Study reveals trade-offs between ecosystem resistance and resilience to tropical cyclones

In a new study of the ecological impacts of hurricanes, an international research team addresses a question that people have asked for centuries: when confronted by a storm, is it better to be resistant like an oak or resilient like a willow?

The team’s findings, reported in the March 2nd issue of Science Advances, can help guide managers as they plan for climate change and a growing coastal population threatened by tropical storms that are more intense and track farther into temperate latitudes. The findings also provide a framework for guiding management decisions related to other disturbances, such as nutrient pollution or wildfires.

The study’s lead author, Dr. Christopher Patrick of William & Mary’s Virginia Institute of Marine Science, says “We found that coastal ecosystems display consistent tradeoffs between resistance and resilience to tropical cyclones. Our findings emphasize that managing for increased resistance may result in decreased resilience, and vice versa. That knowledge is key for coastal decision making, particularly as climate change alters the risk profile with stronger, more frequent mid-latitude storms.” 

Patrick illustrates these management trade-offs with an example from his role as director of the Seagrass Monitoring and Restoration Program at VIMS. “In the Chesapeake Bay,” he says, “eelgrass tends to be more stable through time than widgeon grass, but takes longer to recover from disturbances such as hurricanes. This trade-off, which would also apply to diebacks from water quality or heat stress, is an important consideration for coastal managers when choosing which species of seagrass to restore.”

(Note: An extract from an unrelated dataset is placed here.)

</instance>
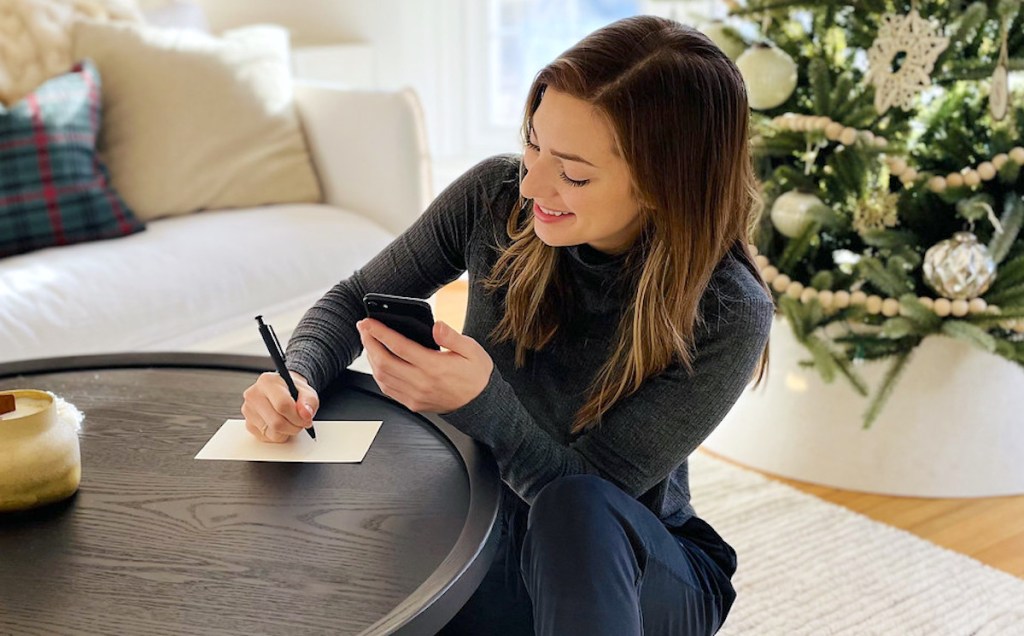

The research team comprises 23 scientists from 11 states, Puerto Rico, and Taiwan. Their study is linked to a research coordination network funded by the National Science Foundation to synthesize knowledge concerning ecosystem responses to hurricanes. Joining Patrick as co-authors and members of the network’s leadership team are Drs. John Kominoski of Florida International University, Bill McDowell of the University of New Hampshire, and Beth Stauffer of the University of Louisiana at Lafayette.